Ekrem Bora

7 Mart 1934 tarihinde doğdu. Asıl adı Ekrem Şerif Uçak’tır. Henüz 40 günlük iken Türkiye’nin ilk uçak asker pilotlarından Ön Yüzbaşı Mazhar Uçak’ı bir eğitim uçusunda kaybetti.

İlkokuldan sonra Sultanahmet Devlet Basımevi Kursu’nu bitirdi. Mürettip ve mücellit diploması aldı. 1953 yılında “Yıldız” dergisinin açtığı sinema artist yarışmasına katılıp birinci oldu ancak bir film çekimine katılamadan askere gitti. Döndüğünde, Sezai Solelli’nin kendisini yapımcılara önermesiyle ilk filmi olan “Alın Yazısı”nda (1956) rol aldı.

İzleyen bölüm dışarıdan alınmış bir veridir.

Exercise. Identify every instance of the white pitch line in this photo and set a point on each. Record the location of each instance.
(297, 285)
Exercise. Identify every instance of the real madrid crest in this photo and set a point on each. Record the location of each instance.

1966 Antalya Altın Portakal Film Festivali’nde “Sürtük” filmiyle En İyi Erkek Oyuncu Ödülü’nü; 1991 Yılı 28. Antalya Film Şenliği’nde, “Soğuktu ve Yağmur Çiseliyordu” filmiyle En İyi Erkek Oyuncu Ödülü’nü aldı.

Türk sinemasının 1970’li yıllarda yaşadığı çalkantılı dönemde daha az filmde göründü ve bestekâr Fecri Ebcioğlu’ndan dersler alarak bir süre gazinoda sahne aldı.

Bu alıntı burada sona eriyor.